Sofades (Σοφάδες) is a town and municipality in Thessaly, central Greece belonging to the regional unit of Karditsa. Its 2011 census population was 6,056 people and 18,864 for the municipality, including a large Romani community. Its elevation is around 120 m above sea level, and the economy is mainly agricultural (cotton, corn). Sofades is located south of Palamas, southwest of Larissa, the capital of Thessaly, northwest of Lamia and southeast of Karditsa and Trikala. The native Greek inhabitants of the region are commonly known as Karagounides (Καραγκούνηδες).

==History==
The modern town is very close to the site of the ancient city of Kierion (Κιέριον) or Cierium, one of the most important cities of ancient Thessaly.
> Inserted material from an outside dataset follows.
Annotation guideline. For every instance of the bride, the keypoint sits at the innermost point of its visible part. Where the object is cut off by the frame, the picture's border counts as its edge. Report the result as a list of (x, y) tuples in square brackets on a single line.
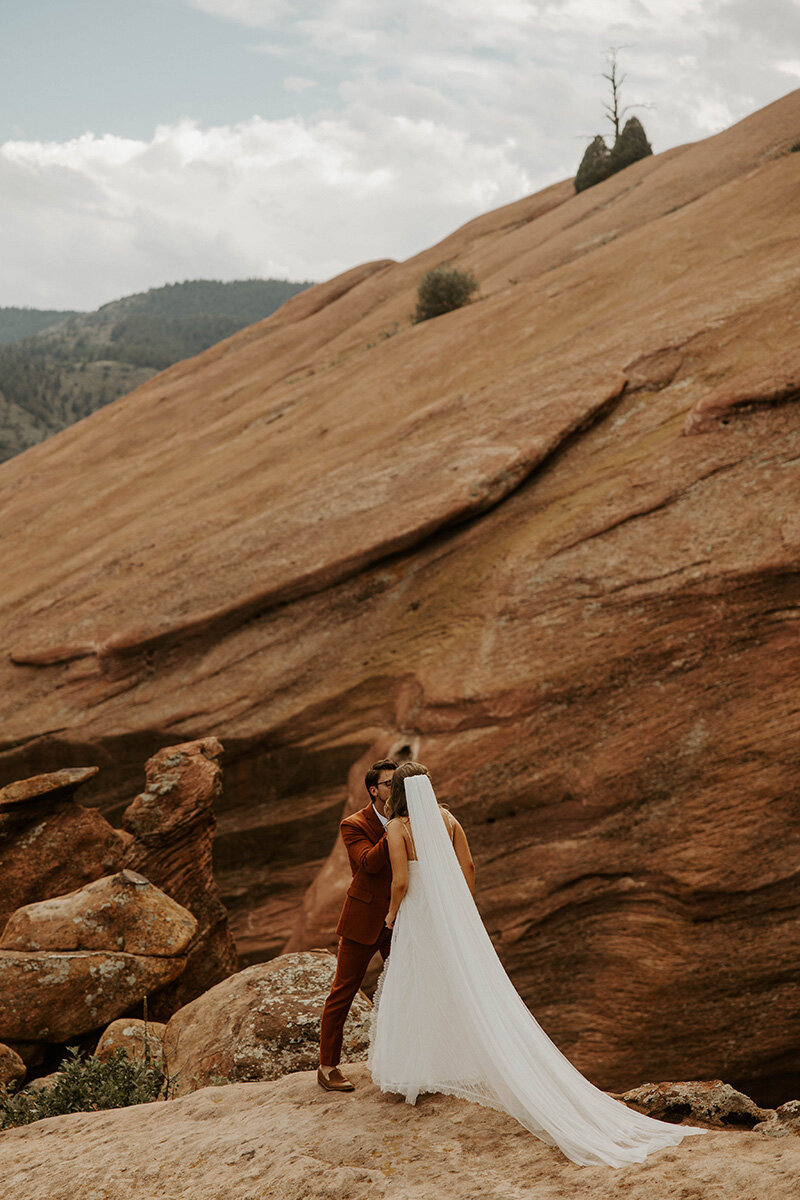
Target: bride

The name "Sofades" was first recorded as "Sofou" (Σοφού) around 1454 AD. In the early 1800s, the English traveler William Martin Leake described the town as an administrative center consisting of around 150 houses and belonging to Abdim Bey of Larissa, but paying a yearly tribute to Ali Pasha. Chief crops of the region were corn and sesame, from which the oil was a major product.

==Municipality==
The municipality Sofades was formed at the 2011 local government reform by the merger of the following 5 former municipalities, that became municipal units:
- Arni
- Menelaida
- Rentina
- Sofades
- Tamasio

The municipality has an area of 720.752 km^{2}, the municipal unit 241.255 km^{2}.

===Subdivisions===
The municipal unit of Sofades is divided into the following communities:
- Agia Paraskevi
- Agios Vissarios
- Ampelos
- Anogeio
- Dasochori
- Filia
- Gefyria
- Kappadokiko
- Karpochori
- Mascholouri
- Melissochori
- Paschalitsa
- Sofades (Sofades, Tavropos)

==Population==

| Year | Community | Municipal unit | Municipality |
|---|---|---|---|
| 1981 | 5,078 | - | - |
| 1991 | 5,415 | - | - |
| 2001 | 6,106 | 12,215 | - |
| 2011 | 6,056 | 11,153 | 18,864 |
| 2021 | 6,269 | 10,591 | 16,927 |

==Transport==
Sofades is on Greek National Road 30 (Karditsa - Domokos - Volos), and the A3 motorway (Xyniada - Karditsa - Trikala) passes west of the town. The town is served by Sofades railway station on the Palaiofarsalos–Kalambaka railway, with services to Palaiofarsalos, Larissa, Thessaloniki, Kalambaka and Athens.